Last but nost least, the API proto files which describe this as an encrypted key should have their comments expanded; key thing is to not assume anything about the length of the blob since the blob may or may not include an IV (for new vs old EVE versions).

[shjala]

This assumes that the controllers do not care about the length of the encrypted blob. Need to check whether that is the case. Does it place any other requirements on the controllers?

EVE-API places no restriction on the size. The implementation should threat this data as is and just stored it. Adam doesn't care about the size or content, I'll check to make sure the same is true for commercial controller.

Also, presumably the decryption needs to handle the case when there is no prepended IV and use the old zeros approach so that one can transition. (When it does that, does it always send the new encrypted blob to the controller meaning the IV would be added on the next boot of a device?)

Added fallback for backward compatibility on the decryption path.

Last but nost least, the API proto files which describe this as an encrypted key should have their comments expanded; key thing is to not assume anything about the length of the blob since the blob may or may not include an IV (for new vs old EVE versions).

I'll open a PR when this is ready to be merged.

[codecov]

Codecov Report

❌ Patch coverage is 0% with 22 lines in your changes missing coverage.
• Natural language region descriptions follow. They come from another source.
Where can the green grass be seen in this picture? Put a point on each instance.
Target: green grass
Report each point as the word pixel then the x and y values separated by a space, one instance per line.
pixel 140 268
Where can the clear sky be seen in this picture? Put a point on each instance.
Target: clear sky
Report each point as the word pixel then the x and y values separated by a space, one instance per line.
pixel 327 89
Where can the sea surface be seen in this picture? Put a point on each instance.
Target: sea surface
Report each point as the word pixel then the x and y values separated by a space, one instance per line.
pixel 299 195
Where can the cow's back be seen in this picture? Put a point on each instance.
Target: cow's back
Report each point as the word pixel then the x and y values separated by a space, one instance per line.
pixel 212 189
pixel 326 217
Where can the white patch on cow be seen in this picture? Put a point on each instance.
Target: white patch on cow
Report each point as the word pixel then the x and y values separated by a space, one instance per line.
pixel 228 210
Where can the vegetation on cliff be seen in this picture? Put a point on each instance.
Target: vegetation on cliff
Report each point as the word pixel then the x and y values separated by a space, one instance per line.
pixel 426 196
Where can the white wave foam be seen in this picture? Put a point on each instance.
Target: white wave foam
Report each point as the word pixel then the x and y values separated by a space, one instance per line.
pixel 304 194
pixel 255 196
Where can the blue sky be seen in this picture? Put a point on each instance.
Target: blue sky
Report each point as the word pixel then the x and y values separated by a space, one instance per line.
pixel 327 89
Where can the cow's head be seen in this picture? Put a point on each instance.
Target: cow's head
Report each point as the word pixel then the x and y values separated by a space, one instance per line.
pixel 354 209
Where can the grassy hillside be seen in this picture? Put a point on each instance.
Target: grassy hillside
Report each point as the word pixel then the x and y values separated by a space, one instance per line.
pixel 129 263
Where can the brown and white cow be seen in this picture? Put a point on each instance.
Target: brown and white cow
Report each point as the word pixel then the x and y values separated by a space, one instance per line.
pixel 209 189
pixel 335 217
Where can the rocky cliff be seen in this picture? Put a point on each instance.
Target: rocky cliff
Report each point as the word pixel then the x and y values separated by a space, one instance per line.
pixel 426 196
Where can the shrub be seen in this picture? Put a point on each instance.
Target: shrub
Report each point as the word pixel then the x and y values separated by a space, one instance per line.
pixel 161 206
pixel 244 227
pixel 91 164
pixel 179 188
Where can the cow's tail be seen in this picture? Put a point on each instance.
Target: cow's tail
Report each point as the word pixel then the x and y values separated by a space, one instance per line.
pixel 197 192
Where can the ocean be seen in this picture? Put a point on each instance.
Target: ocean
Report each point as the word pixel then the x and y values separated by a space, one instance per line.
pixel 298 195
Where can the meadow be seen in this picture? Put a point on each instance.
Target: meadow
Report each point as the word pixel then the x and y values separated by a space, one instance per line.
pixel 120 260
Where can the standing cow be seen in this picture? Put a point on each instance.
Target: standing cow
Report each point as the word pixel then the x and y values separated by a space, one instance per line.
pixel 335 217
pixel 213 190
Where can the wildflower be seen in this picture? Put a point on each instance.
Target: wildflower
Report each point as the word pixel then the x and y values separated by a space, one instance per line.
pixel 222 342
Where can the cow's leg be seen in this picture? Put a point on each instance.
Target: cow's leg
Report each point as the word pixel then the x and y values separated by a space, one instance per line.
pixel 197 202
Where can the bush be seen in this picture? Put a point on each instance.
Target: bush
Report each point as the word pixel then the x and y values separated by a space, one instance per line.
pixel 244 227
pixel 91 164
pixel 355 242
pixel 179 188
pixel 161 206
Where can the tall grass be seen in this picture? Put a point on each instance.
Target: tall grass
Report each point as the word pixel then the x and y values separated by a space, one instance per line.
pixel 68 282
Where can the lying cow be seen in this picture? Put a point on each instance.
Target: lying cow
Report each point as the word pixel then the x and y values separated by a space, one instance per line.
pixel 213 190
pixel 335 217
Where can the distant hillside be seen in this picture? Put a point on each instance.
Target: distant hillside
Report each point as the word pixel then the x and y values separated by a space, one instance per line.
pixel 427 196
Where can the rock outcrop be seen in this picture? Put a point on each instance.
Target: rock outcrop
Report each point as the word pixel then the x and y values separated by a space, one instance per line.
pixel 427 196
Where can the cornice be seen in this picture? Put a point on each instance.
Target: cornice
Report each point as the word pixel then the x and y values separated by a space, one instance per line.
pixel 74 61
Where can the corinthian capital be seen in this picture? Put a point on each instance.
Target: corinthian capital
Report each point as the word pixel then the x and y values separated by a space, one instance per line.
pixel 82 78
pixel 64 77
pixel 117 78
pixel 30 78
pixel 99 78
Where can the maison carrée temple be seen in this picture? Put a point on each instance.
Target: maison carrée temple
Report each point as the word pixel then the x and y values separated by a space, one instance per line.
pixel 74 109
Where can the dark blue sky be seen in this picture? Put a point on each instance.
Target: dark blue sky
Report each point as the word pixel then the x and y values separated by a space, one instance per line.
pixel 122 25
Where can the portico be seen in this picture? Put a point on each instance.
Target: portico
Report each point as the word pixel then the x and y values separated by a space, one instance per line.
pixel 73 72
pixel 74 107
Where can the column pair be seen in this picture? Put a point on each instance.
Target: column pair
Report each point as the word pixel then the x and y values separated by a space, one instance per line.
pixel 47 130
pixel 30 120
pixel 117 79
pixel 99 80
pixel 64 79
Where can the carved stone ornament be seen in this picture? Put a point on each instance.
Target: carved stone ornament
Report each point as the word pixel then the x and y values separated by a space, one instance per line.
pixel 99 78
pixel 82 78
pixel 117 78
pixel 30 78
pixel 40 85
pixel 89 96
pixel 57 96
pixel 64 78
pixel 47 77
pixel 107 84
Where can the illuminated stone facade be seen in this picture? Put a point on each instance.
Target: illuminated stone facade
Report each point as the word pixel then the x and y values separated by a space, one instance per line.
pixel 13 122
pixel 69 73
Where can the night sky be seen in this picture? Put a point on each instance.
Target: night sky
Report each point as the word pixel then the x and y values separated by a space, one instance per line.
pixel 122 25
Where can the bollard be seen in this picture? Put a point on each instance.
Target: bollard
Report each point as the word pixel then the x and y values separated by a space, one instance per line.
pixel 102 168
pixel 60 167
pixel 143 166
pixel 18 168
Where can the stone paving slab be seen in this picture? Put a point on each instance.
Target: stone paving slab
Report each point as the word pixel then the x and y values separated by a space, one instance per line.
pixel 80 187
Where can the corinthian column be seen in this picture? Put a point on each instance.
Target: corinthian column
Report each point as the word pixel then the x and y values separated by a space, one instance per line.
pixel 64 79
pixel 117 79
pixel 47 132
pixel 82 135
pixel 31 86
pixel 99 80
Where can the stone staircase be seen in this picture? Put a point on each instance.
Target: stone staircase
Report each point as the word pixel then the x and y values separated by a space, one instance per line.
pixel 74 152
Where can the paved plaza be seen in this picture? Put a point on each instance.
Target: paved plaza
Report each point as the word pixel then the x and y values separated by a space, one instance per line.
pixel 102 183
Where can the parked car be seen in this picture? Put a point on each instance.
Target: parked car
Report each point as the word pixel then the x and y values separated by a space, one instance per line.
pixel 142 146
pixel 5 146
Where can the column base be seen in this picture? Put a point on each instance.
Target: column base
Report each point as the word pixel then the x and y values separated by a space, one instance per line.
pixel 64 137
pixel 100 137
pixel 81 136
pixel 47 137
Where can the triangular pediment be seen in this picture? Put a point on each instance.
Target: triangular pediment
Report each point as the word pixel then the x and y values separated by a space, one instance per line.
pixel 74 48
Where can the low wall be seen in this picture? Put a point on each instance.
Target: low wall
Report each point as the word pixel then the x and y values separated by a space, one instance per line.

Please review.
✅ Project coverage is 27.88%. Comparing base (2281599) to head (629eaf3).
⚠️ Report is 168 commits behind head on master.

Files with missing lines	Patch %	Lines
pkg/pillar/evetpm/encryptdecypt.go	0.00%	22 Missing ⚠️

Additional details and impacted files

@@            Coverage Diff             @@
##           master    #5494      +/-   ##
==========================================
+ Coverage   19.52%   27.88%   +8.35%     
==========================================
  Files          19       19              
  Lines        3021     2331     -690     
==========================================
+ Hits          590      650      +60     
+ Misses       2310     1537     -773     
- Partials      121      144      +23     

☔ View full report in Codecov by Sentry.
📢 Have feedback on the report? Share it here.

🚀 New features to boost your workflow:

• ❄️ Test Analytics: Detect flaky tests, report on failures, and find test suite problems.

[justincormack]

You are making this very hard to change in the future, you should properly version the new interface. CFB encryption is no longer recommended (as it is not authenticated), and CFB modes are marked as deprectaed in Go standard library, so you are going to have to change this again, so you might as well make this easier.

[shjala]

You are making this very hard to change in the future, you should properly version the new interface. CFB encryption is no longer recommended (as it is not authenticated), and CFB modes are marked as deprectaed in Go standard library, so you are going to have to change this again, so you might as well make this easier.

I did consider that, with complete json output or magic bytes, but I need to first make sure how controller handles this filed.